From just what I’ve seen in a couple of different agencies, the worst of it happens in management - be that the direct government employees or the contractors. It’s the people in those positions who buy and sell and act politically. The tech people? No. Usually, they are nose-to-grindstone building and maintaining tools used for automating broader administrative tasks. You can be in pretty damned deep before you get side-swiped by finding something you worked on is being used abusively.
Just - use a narrower brush. If you don’t, it starts looking like the kind of broad swipes that label ‘potential terrorists’ - and we see how that’s working out.
FWIW, if you find my request for a crosscheck laughable – fine, laugh. I’d also be requesting crosscheck on assertions that systems were secure.
No, I don’t much like Snowden or how he’s handling the issues, and I don’t particularly consider him a hero who can do no wrong or make no mistakes.
Then again, I don’t think anyone should be treated as a hero who can do no wrong or make no mistakes. The fact that an item has his name attached to it is, or should be, mostly orthogonal to the facts. Yes, it may mean we should take it more seriously than a claim from a random wearer of tinfoil hats – but that means “investigate seriously”, not “immediately accept as proven”.
While I agree with the principle you espouse, noting that “Snowden been documented as correct in everything he’s asserted so far” isn’t exactly calling him “a hero who can make no mistakes”. At this point, yes, Snowden’s claim is reasonably strong evidence in and of itself - because he’s proven a tendency not to make claims that he can’t back up.
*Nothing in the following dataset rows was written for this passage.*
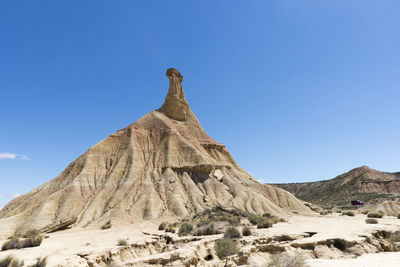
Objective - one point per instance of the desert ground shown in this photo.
(313, 237)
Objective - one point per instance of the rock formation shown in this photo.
(164, 164)
(361, 183)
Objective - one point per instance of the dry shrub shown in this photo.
(375, 215)
(122, 242)
(348, 213)
(231, 233)
(16, 243)
(246, 231)
(371, 221)
(185, 229)
(395, 237)
(170, 229)
(106, 226)
(225, 248)
(287, 260)
(207, 230)
(12, 243)
(41, 262)
(31, 233)
(266, 223)
(10, 261)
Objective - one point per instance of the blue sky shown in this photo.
(297, 90)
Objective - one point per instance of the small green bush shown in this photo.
(12, 243)
(374, 215)
(371, 221)
(162, 226)
(232, 232)
(31, 233)
(41, 262)
(207, 230)
(122, 242)
(16, 243)
(170, 229)
(185, 229)
(267, 215)
(395, 237)
(10, 261)
(31, 242)
(266, 223)
(246, 231)
(225, 248)
(106, 226)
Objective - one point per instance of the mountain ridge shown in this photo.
(362, 183)
(162, 165)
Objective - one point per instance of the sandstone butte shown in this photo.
(163, 165)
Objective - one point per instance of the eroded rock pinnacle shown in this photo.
(175, 105)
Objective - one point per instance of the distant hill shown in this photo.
(361, 183)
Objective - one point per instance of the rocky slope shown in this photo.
(164, 164)
(361, 183)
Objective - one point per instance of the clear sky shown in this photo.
(297, 90)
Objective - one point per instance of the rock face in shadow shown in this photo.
(164, 164)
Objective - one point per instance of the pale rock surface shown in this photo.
(163, 165)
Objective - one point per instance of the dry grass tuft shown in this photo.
(185, 229)
(232, 233)
(371, 221)
(122, 242)
(225, 248)
(10, 261)
(348, 213)
(375, 215)
(246, 231)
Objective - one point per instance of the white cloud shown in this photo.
(6, 155)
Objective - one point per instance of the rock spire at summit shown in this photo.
(162, 165)
(175, 105)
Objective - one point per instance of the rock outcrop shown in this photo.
(164, 164)
(361, 183)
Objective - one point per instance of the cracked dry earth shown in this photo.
(330, 240)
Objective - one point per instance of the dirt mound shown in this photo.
(164, 164)
(390, 208)
(363, 183)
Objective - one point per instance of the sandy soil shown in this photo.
(64, 246)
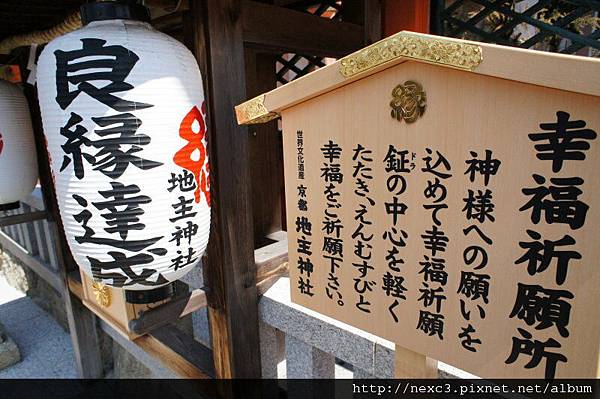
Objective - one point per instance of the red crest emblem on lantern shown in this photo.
(193, 155)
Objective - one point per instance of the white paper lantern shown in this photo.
(18, 159)
(124, 115)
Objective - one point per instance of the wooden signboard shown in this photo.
(442, 194)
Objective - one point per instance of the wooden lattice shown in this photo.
(290, 66)
(566, 26)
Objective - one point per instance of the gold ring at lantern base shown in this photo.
(102, 294)
(408, 101)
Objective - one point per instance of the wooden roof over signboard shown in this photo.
(559, 71)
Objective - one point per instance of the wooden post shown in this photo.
(266, 153)
(230, 272)
(82, 322)
(409, 364)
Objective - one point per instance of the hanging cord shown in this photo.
(71, 23)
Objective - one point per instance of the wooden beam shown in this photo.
(271, 264)
(266, 153)
(368, 14)
(230, 272)
(412, 15)
(177, 351)
(278, 29)
(164, 314)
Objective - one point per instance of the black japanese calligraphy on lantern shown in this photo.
(99, 71)
(90, 68)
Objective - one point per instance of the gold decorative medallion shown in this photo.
(436, 50)
(254, 111)
(102, 294)
(408, 101)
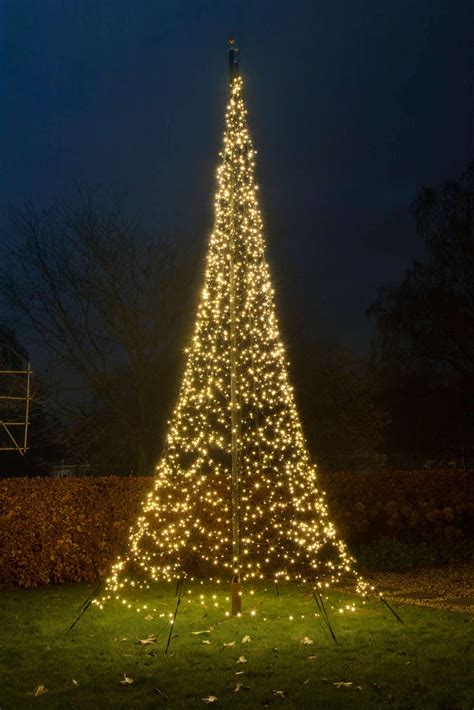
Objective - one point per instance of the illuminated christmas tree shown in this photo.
(236, 495)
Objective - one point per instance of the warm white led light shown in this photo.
(186, 523)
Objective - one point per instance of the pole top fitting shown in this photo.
(233, 58)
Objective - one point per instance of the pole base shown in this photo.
(236, 596)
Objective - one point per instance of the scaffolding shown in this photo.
(15, 397)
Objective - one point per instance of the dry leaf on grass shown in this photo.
(148, 641)
(343, 684)
(40, 690)
(241, 686)
(126, 680)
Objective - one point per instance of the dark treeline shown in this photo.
(109, 310)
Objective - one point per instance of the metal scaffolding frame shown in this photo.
(19, 392)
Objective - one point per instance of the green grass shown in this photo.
(424, 663)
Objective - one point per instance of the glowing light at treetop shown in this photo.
(235, 494)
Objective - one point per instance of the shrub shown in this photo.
(70, 530)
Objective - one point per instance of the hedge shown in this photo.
(69, 530)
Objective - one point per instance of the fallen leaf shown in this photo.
(126, 680)
(148, 641)
(241, 686)
(40, 690)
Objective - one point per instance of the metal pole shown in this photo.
(234, 403)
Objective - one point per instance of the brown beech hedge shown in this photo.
(69, 530)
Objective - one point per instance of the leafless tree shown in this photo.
(107, 302)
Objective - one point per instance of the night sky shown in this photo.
(353, 107)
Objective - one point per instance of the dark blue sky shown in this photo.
(353, 106)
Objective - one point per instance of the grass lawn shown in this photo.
(426, 662)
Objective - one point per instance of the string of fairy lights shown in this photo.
(185, 528)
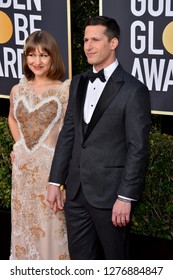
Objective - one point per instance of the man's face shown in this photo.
(99, 51)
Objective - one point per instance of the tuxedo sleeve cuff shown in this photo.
(55, 184)
(126, 198)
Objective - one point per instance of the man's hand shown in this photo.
(56, 198)
(121, 213)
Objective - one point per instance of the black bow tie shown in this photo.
(92, 76)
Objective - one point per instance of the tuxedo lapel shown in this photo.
(110, 91)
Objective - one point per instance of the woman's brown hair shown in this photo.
(47, 42)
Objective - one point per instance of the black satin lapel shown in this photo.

In this case, Snowden’s making a claim that everyone in the field has been vaguely assuming was true for years, so he is the crosscheck here.
Yes, the NSA is proving itself to be some kind of crypto-mole built almost perfectly to completely sabotage the American economy, specifically the US dominance of the tech sector.
I would blame the KGB if I thought they had been remotely competent or able to come up with this kind of plan. Instead, I think it is just a classic case of absurd hubris.
Right now, anyone buying ANY tech product from the US must assume it is compromised. That is because of NSA hubris. And it is quickly and effectively creating a market and demand for non-US tech products.
The one most important way in that they harmed the economy was the hubris of thinking only they could use the back doors. Any back door is an opportunity for criminals, after all.
I don’t think these revelations have Snowden’s name on them. He’s just the whistleblower. The documents actually have the *NSA’*s name on them. They reveal what the NSA itself says when they think no one else is looking. So we can have a pretty high degree of trust in their accuracy and authenticity…
I truly can’t understand those who don’t like Snowden or don’t consider him a hero. We’re in the midst of a massive, worldwide debate about ubiquitous, unaccountable totalitarian surveillance, some of which has just been declared likely unconstitutional in a U.S. court. The entire debate has clearly been kickstarted by Snowden’s revelations. How is he not a whistleblower and hero of the first rank?
Concerning the SSL side discussion, it should be noted that SSL is deprecated. It is actually TLS that we are using today. Since 2011 TLS isn’t even backwards compatible with SSL. If anyone you do business with is still on SSL, you may want to ask them to upgrade to TLS or find someone else to do business with.